Gov. Rick Scott starts second year in office with adjusted image, agenda
Rick Scott begins his second year as governor surrounded by savvier advisers, stalked by persistently dismal poll numbers and converted to spending a lot more money on schools.
What hasn't changed is Scott's determination to fulfill the mandate that put him in charge of the nation's fourth-largest state.
"In the end, it's all jobs," Scott said in a Times/Herald interview. "Jobs is what's going to change everything."
Narrowly elected in 2010 as an outsider with $75 million of his own money and no political experience, Scott has learned in painfully public ways that governing the state of Florida is complicated.
He backtracked on his biggest campaign promise to create more jobs than what state economists had predicted. The band of outsiders that followed him into power is mostly gone. And a state law enforcement agency is trying to find out why Scott's transition emails disappeared when, by law, they should have been kept.
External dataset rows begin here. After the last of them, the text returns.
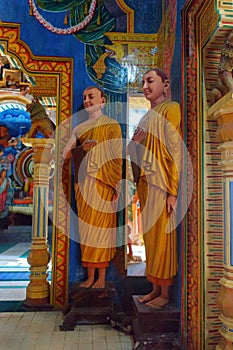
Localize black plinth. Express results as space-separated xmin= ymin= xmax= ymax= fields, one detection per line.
xmin=60 ymin=283 xmax=115 ymax=331
xmin=133 ymin=295 xmax=180 ymax=350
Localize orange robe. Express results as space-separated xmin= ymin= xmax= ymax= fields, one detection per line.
xmin=75 ymin=115 xmax=122 ymax=268
xmin=134 ymin=100 xmax=181 ymax=285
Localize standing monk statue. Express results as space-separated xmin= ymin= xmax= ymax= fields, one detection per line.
xmin=63 ymin=87 xmax=122 ymax=288
xmin=128 ymin=68 xmax=181 ymax=308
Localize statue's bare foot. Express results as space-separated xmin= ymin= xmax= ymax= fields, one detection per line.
xmin=145 ymin=295 xmax=169 ymax=309
xmin=92 ymin=279 xmax=105 ymax=289
xmin=138 ymin=288 xmax=160 ymax=304
xmin=80 ymin=278 xmax=94 ymax=288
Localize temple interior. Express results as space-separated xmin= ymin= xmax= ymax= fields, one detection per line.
xmin=0 ymin=0 xmax=233 ymax=350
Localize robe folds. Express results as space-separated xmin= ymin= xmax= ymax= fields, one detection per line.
xmin=136 ymin=100 xmax=182 ymax=285
xmin=74 ymin=115 xmax=122 ymax=268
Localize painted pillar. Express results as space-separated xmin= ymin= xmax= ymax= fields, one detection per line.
xmin=208 ymin=93 xmax=233 ymax=350
xmin=25 ymin=139 xmax=54 ymax=307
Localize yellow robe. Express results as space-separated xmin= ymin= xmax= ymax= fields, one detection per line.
xmin=75 ymin=115 xmax=122 ymax=267
xmin=137 ymin=100 xmax=181 ymax=285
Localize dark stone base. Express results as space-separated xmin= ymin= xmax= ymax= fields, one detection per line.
xmin=60 ymin=283 xmax=115 ymax=331
xmin=133 ymin=295 xmax=180 ymax=350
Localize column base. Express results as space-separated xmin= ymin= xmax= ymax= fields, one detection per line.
xmin=23 ymin=298 xmax=54 ymax=310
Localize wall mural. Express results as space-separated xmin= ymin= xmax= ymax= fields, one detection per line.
xmin=0 ymin=22 xmax=73 ymax=307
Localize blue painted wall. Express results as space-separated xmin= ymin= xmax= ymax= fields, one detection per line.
xmin=0 ymin=0 xmax=93 ymax=112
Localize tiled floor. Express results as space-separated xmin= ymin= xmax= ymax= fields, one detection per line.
xmin=0 ymin=311 xmax=133 ymax=350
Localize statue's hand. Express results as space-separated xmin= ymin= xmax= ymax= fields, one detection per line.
xmin=82 ymin=140 xmax=98 ymax=152
xmin=167 ymin=194 xmax=177 ymax=214
xmin=132 ymin=127 xmax=147 ymax=143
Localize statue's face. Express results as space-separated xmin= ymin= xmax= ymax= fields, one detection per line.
xmin=83 ymin=88 xmax=105 ymax=112
xmin=142 ymin=71 xmax=169 ymax=101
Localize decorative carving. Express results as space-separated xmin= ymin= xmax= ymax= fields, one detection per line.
xmin=208 ymin=30 xmax=233 ymax=105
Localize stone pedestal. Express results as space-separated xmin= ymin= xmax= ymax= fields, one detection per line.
xmin=208 ymin=92 xmax=233 ymax=350
xmin=22 ymin=139 xmax=54 ymax=309
xmin=133 ymin=295 xmax=180 ymax=350
xmin=60 ymin=282 xmax=115 ymax=331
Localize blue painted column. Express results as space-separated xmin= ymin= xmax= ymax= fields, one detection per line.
xmin=25 ymin=139 xmax=54 ymax=308
xmin=208 ymin=92 xmax=233 ymax=350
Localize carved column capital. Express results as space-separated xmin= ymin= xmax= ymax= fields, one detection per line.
xmin=208 ymin=92 xmax=233 ymax=142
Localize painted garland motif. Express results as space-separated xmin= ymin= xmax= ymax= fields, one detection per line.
xmin=28 ymin=0 xmax=97 ymax=35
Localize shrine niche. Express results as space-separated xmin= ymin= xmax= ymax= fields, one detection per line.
xmin=0 ymin=22 xmax=73 ymax=307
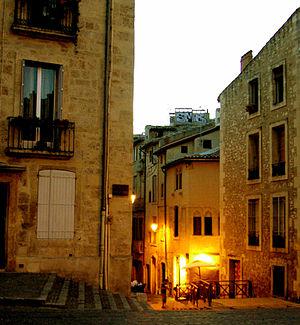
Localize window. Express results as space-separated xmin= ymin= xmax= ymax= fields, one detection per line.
xmin=152 ymin=175 xmax=157 ymax=202
xmin=132 ymin=217 xmax=144 ymax=240
xmin=181 ymin=146 xmax=188 ymax=153
xmin=202 ymin=139 xmax=212 ymax=149
xmin=272 ymin=124 xmax=286 ymax=177
xmin=272 ymin=196 xmax=286 ymax=248
xmin=175 ymin=169 xmax=182 ymax=190
xmin=248 ymin=199 xmax=260 ymax=246
xmin=37 ymin=170 xmax=75 ymax=239
xmin=174 ymin=206 xmax=179 ymax=237
xmin=12 ymin=0 xmax=79 ymax=40
xmin=246 ymin=78 xmax=258 ymax=115
xmin=272 ymin=65 xmax=285 ymax=105
xmin=160 ymin=183 xmax=164 ymax=198
xmin=22 ymin=61 xmax=63 ymax=142
xmin=204 ymin=215 xmax=212 ymax=236
xmin=248 ymin=132 xmax=260 ymax=180
xmin=193 ymin=216 xmax=201 ymax=236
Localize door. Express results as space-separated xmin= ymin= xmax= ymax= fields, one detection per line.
xmin=0 ymin=183 xmax=9 ymax=269
xmin=273 ymin=265 xmax=285 ymax=297
xmin=229 ymin=259 xmax=241 ymax=298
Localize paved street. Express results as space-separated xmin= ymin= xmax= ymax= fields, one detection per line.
xmin=0 ymin=306 xmax=300 ymax=325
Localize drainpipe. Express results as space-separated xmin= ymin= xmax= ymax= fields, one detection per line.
xmin=99 ymin=0 xmax=112 ymax=289
xmin=162 ymin=167 xmax=170 ymax=281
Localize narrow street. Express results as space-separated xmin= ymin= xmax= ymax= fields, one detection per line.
xmin=0 ymin=306 xmax=300 ymax=325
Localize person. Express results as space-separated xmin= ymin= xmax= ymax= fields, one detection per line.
xmin=161 ymin=281 xmax=167 ymax=308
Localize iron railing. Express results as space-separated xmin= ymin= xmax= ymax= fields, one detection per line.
xmin=12 ymin=0 xmax=80 ymax=38
xmin=6 ymin=116 xmax=75 ymax=159
xmin=272 ymin=161 xmax=285 ymax=177
xmin=175 ymin=280 xmax=253 ymax=307
xmin=248 ymin=167 xmax=259 ymax=180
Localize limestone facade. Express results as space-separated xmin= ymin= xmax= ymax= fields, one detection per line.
xmin=0 ymin=0 xmax=134 ymax=294
xmin=137 ymin=124 xmax=220 ymax=293
xmin=219 ymin=9 xmax=300 ymax=298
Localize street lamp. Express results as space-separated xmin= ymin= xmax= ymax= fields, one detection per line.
xmin=150 ymin=222 xmax=158 ymax=232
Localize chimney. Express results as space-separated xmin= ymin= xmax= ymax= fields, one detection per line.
xmin=241 ymin=50 xmax=253 ymax=72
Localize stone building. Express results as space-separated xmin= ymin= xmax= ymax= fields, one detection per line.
xmin=219 ymin=9 xmax=300 ymax=298
xmin=133 ymin=111 xmax=220 ymax=293
xmin=0 ymin=0 xmax=134 ymax=294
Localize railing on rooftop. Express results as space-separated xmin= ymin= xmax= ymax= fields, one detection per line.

Florida's unemployment rate has fallen by 2 percentage points, but it's still in double digits. At Scott's direction, lawmakers refused to raise taxes or fees to cover a budget shortfall — in contrast to 2009, when Republicans hiked taxes and fees by more than $2 billion.
Scott reorganized Florida's cannibalized job-creation programs, reduced state debt for the first time in two decades, began a gradual phase-out of the corporate income tax and forced public employees to contribute to their pensions, a change now the focus of a lawsuit by employee unions.
"Pretty much everything I ran on, we got done," Scott said.